Sie sind Inhaber der Bäckerei Kanne, ein mittlerweile in fünfter Generation geführtes Familienunternehmen. Hängt die lange Tradition auch mit Ihrem Motto „Geht nicht, gibt’s nicht“ zusammen?
In gewisser Weise natürlich. Dadurch, dass ich persönlich so in den Betrieb reingewachsen bin und wir uns als Unternehmen in allen Bereichen kontinuierlich weiterentwickeln, lernt man immer ein bisschen mehr dazu. Man lernt auch, dass man Sachen einfach anpacken muss, damit man sie bewegen kann. Das ist unsere Erfahrung und unsere durchweg positive Grundeinstellung zu Dingen. Und wenn man offen genug ist, sich auf Neues einzulassen, dann stellt man sich gar nicht großartig die Frage, geht das oder geht das nicht. Wir sind immer erst einmal für alles offen und überlegen dann gemeinsam, wie wir Lösungen dafür schaffen. Über die Jahre haben wir gelernt, wie man in einem Team gut zusammenarbeitet und man auch Unterstützung durch Weggefährten und Mitarbeitende erhält – das ist vielleicht auch das Geheimnis hinter unserer Geschichte.

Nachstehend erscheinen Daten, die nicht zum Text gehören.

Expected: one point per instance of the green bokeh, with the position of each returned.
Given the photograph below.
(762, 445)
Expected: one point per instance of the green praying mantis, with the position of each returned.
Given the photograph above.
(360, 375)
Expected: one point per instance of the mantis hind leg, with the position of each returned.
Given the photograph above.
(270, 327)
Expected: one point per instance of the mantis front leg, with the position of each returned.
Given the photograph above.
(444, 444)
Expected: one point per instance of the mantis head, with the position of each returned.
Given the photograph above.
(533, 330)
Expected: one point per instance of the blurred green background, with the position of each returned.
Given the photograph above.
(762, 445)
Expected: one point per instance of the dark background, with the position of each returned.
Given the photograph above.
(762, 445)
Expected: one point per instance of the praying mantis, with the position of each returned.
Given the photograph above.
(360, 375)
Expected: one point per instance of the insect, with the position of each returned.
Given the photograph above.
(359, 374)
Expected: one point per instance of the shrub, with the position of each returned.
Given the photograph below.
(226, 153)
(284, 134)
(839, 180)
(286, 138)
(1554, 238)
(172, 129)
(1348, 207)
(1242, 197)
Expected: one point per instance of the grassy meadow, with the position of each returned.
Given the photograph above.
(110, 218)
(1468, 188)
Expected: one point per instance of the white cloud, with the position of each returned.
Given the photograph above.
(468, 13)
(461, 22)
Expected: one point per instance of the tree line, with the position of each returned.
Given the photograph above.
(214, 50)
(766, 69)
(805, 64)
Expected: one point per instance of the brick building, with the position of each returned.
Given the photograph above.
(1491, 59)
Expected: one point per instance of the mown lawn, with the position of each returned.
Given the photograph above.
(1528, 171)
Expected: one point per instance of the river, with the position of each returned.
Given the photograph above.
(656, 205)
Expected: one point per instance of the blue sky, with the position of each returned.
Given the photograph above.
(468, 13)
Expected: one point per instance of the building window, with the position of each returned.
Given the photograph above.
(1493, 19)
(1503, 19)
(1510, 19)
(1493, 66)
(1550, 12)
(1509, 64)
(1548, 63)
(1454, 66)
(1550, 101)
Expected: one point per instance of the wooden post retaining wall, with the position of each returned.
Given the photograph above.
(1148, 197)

„Man lernt auch, dass man Sachen einfach anpacken muss, damit man sie bewegen kann. „

Diese Unternehmensphilosophie hat Sie weit gebracht. Sie sind ein prämiertes multikulturelles Unternehmen. Wie kam es dazu? Und wie sind Ihre Erfahrungen mit der Anstellung von Menschen mit Migrationshintergrund?
Wenn wir das auf ein Wort runterbrechen, dann ist das Offenheit. Wir sind nicht voreingenommen, sondern einfach offen. Und daraus sind ganz viele positive Erfahrungen erwachsen. Wir haben nie beschlossen, ein Integrationsprogramm bei uns in der Firma zu installieren, sondern das ist aus unserem Betrieb heraus selbst entstanden. Wir sind einfach offen, wir sind sehr individuell, wir sind gewohnt, individuelle Lösungen zu finden. Das ist mit eine unserer großen Stärken. Wir sind in vielen Netzwerken aktiv und dann kommen verschiedene Ideen auf oder es kommt ein Projekt zustande, wie z. B. die Zusammenarbeit mit der Universität in Indonesien. Da kam jemand auf uns zu und hat gefragt, ob junge Menschen aus Jakarta, die gerne ein Praktikum im Lebensmittelbereich absolvieren würden, das bei uns machen könnten. Ich fand das spannend und wir haben das einfach gemacht. Und wenn wir etwas toll finden, dann machen wir das. Die Probleme, die eventuell dahinterstehen, die kriegen wir gemeinsam gelöst, wie z. B. Schwierigkeiten im Beschäftigungsverhältnis, Sprachbarrieren, Integration im sozialen Umfeld.  Wir denken prinzipiell aber nicht in Problemen. Als die große Zuwanderungswelle der Geflüchteten nach Deutschland kamen und Menschen bei uns Arbeit suchten, haben wir gedacht, dass wir das hinkriegen. Wir haben einfach angefangen und haben uns nach und nach Hilfe gesucht. Haben nach rechts und links geguckt, Leute gefragt und sind auf sehr viel positive Resonanz gestoßen. Wir bekommen jetzt sogar aktiv Anfragen aus unterschiedlichen Ländern, dass Leute gerne bei uns arbeiten möchten. Man baut immer auf Erfahrungen auf und so ergibt sich aus vielen kleinen Schritten ein großes Ganzes.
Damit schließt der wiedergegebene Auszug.